Das ist ein interessanter Gedanke, sinniert er. Aber ich glaube verrückt ist nicht das richtige Wort. Wir arbeiten mit der guten, alten Shock-Therapy-Art; stören oder irritieren passt besser. Ich irritiere mich übrigens auch oft selbst mit einigen abgefuckten Songs, die aus unserem Studio kommen. Ich habe eine witzige, kleine Stimme in meinem Kopf, die mir erzählt, dass die Leute eines Tages sagen werden, dass das, was ich jetzt mache, der Meilenstein einer neuen musikalischen Revolution sein wird. Wir haben immer und werden auch weiterhin den Leuten eine Absage erteilen, die lebenssichere Musik machen wollen. Deshalb wohne ich in den Detroiter Slums, während die Ausverkaufs-Musiker in teuren New Yorker Appartments leben.

Itchy war immer berühmt-berüchtigt für seine abartigen, provokanten Texte. Hat sich hier ebenfalls etwas geändert - wenigstens bei dem wirklich hitverdächtigen IF EVERYONE KNEW, das beinahe schon mainstreamig klingt ? Itchy lacht herzhaft.

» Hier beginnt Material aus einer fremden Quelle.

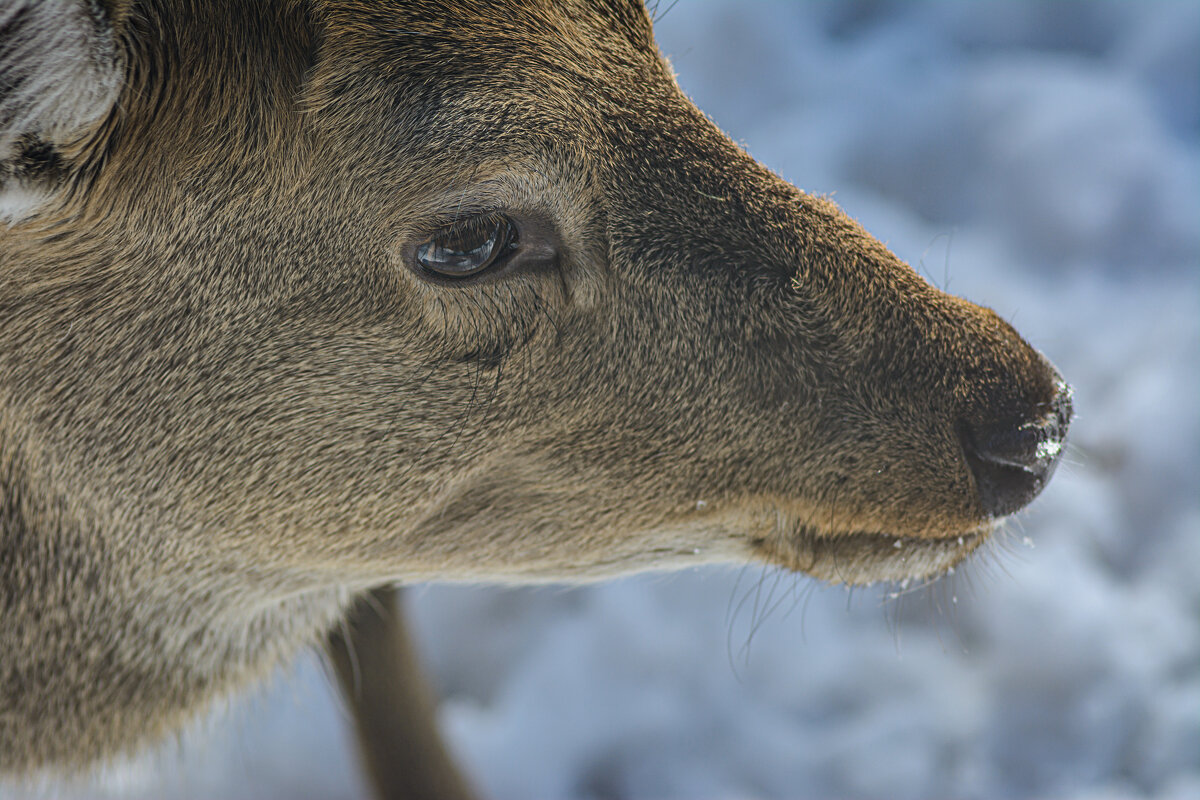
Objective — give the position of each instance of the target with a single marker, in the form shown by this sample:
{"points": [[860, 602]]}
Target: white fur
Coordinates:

Dieser Song ist weit, weit entfernt, sauber oder auch nur normal zu sein. Der Text sagt den Leuten, dass sie Glück haben, dass sie nicht wissen, was in meinem Kopf vor sich geht, dass ich in den Knast geworfen oder erschossen würde, würden sies wissen. Er erzählt ihnen auch, dass ich meine Selbstachtung durch das Malen horribler Selbstbilder und ständiges Masturbieren zerstöre. Natürlich masturbiere ich nicht, das habe ich nie getan, ich bin immer noch Jungfrau. - Und der Song wird ein grosser Hit werden ! Ansonsten sind meine Texte beschreibender geworden, ohne profan zu sein, aber das Ergebnis ist kränker als zuvor. Ich habe mich insofern weiterentwickelt, dass ich die Dinge weniger emotional und stattdessen mit mehr Intelligenz beschreibe. Aber ich bin immer noch ein fünfjähriger Junge, eingesperrt in einem alternden Körper. Dennoch bin ich wilder und versauter als jemals zuvor.